Conventional wisdom tells us that babies and germs make a bad mix. Since children’s immune systems generally aren’t fully functional until their second birthday, diligent moms and dads pay special attention to cleanliness and proper sanitation. And when babies come down with bugs, well-intentioned pediatricians often prescribe broad-spectrum antibiotics. Unfortunately, giving antibiotics to infants—even just one course—in their first year of life may double their susceptibility to asthma, compared to antibiotic-free babies, according to researchers from the University of British Columbia, along with BC’s Centre for Disease Control and Centre for Clinical Epidemiology and Evaluation.
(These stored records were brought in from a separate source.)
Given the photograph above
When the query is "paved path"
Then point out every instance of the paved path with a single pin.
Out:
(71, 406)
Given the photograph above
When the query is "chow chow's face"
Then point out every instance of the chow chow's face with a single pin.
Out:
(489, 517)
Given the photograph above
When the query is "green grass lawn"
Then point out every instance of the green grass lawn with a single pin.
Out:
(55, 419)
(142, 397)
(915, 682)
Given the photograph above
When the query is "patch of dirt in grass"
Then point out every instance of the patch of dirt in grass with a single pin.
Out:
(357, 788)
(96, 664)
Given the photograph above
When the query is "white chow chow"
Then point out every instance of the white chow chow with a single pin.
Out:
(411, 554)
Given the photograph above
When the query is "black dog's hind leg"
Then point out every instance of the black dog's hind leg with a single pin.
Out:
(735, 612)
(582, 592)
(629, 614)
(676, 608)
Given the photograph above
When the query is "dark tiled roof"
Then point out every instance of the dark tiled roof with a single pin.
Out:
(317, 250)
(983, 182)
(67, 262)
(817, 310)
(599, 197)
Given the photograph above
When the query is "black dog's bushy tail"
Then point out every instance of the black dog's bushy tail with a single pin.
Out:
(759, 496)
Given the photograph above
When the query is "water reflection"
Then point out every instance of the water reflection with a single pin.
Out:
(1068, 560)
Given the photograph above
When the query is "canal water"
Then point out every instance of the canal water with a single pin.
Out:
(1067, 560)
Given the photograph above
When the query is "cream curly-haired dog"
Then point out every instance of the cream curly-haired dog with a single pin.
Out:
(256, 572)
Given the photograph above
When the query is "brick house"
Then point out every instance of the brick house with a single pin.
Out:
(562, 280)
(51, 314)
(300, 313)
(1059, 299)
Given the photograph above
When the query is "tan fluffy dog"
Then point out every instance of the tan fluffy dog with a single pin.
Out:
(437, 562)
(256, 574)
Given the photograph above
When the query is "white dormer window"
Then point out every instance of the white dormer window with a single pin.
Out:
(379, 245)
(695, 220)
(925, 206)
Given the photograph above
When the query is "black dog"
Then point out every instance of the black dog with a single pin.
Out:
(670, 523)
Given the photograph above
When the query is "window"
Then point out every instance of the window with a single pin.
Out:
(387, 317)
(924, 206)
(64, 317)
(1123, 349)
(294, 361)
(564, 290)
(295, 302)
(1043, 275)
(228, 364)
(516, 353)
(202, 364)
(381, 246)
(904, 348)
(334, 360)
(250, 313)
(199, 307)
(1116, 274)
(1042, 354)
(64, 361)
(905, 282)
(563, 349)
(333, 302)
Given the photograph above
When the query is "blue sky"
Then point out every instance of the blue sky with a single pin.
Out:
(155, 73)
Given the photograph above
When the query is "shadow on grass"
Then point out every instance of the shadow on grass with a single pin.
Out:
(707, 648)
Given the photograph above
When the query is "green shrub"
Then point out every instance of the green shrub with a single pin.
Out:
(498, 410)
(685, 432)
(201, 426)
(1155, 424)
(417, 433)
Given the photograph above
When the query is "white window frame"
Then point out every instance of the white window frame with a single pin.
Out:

Scrutinizing eight studies, which surveyed more than 12,000 children, the researchers’ data indirectly support the hygiene hypothesis—the idea that in developed countries, kids’ reduced exposure to germs may actually impede their immune responses. Critics argue that although pediatric exposure to germs is essential, certain bacterial infections necessitate antibiotic treatment as a safety measure. Also, they point out, the hygiene hypothesis fails in inner cities, where asthma rates in underprivileged youths have soared, even though most of these kids live amid substandard levels of hygiene. With the jury still out, concerned parents should ask their pediatricians for blood work before they agree to medicate their infants, preventing needless antibiotic treatments for viral infections or illnesses with undetermined causes.